Sensitivity of population growth rate to climatic and biotic drivers across species' ranges

Background/Question/Methods: Ecological theory suggests that abiotic factors, such as temperature and precipitation, set species’ high-latitude range limits, whereas biotic factors, such as parasitism, predation, or mutualists, are key determinants of species’ low-latitude range limits. This idea is important both for our understanding of species distributions and global patterns in biodiversity, as well as for predicting shifts in species’ ranges with climate change. Here, we use a meta-analysis of abiotic and biotic driver effects on plant population growth rate, coupled with range maps derived from occurrence records from The Global Biodiversity Information Facility (GBIF), to test whether the importance of abiotic and biotic drivers varies systematically with position in a species’ range or distance from climatic niche centroid. At the level of the geographic range, we test the hypothesis that populations near poleward range edges are more sensitive to abiotic drivers, but less sensitive to biotic drivers, than are populations near equatorward range edges. At the level of the climatic niche, we test whether populations in more-stressful conditions (defined here as colder or drier than the conditions at the niche centroid) are more strongly impacted by aboitic drivers, but more weakly by biotic drivers, than are populations in less-stressful conditions (warmer or wetter than niche centroid).

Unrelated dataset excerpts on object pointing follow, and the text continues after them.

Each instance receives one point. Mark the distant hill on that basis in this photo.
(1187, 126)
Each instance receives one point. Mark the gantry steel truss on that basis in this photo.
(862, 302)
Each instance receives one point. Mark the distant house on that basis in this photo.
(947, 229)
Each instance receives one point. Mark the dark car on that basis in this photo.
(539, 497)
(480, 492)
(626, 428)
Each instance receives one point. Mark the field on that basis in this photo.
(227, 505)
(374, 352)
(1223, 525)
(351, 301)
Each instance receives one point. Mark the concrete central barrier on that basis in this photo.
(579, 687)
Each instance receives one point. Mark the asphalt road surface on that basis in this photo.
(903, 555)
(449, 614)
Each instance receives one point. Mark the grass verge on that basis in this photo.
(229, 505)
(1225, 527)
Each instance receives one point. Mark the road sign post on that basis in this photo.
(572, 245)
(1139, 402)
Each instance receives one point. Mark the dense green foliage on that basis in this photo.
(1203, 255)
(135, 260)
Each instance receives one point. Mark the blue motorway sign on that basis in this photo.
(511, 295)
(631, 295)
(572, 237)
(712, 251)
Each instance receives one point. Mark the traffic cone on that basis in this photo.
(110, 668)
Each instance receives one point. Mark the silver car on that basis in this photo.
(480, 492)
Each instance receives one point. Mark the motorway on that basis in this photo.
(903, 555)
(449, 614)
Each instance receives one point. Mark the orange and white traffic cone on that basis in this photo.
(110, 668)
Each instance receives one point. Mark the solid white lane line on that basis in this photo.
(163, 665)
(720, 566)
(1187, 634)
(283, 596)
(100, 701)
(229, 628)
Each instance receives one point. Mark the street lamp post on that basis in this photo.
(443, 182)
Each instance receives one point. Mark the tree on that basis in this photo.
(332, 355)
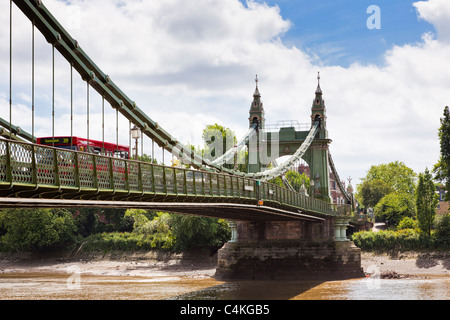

Results/Conclusions: Overall, abiotic (e.g., temperature or precipitation), biotic (e.g., mutualists or competitors), and anthropogenic (e.g., land use change or CO₂ levels) drivers’ impacts on population growth rate did not differ significantly from one another (P=0.21). Further, the relative impact of abiotic v. biotic drivers did not vary with latitude (P=0.62), in contrast to the commonly- held assumption that biotic drivers are more important in tropical areas, and abiotic drivers are more important in temperate areas. In spite of the lack of support for broad-scale variation in the importance of abiotic v. biotic drivers, we did see support for the idea that proximity to equatorward v. poleward range limit matters. Namely, populations nearer to poleward edges were more responsive to temperature and precipitation than were equatorward populations (with the converse true for biotic drivers). By contrast, position in climatic niche was a poor predictor of impacts of abiotic v. biotic drivers, likely because different species consider different conditions ‘stressful.’ These findings have important implications for accurately predicting shifts in species distributions with changes in both climate and the distributions of interacting species.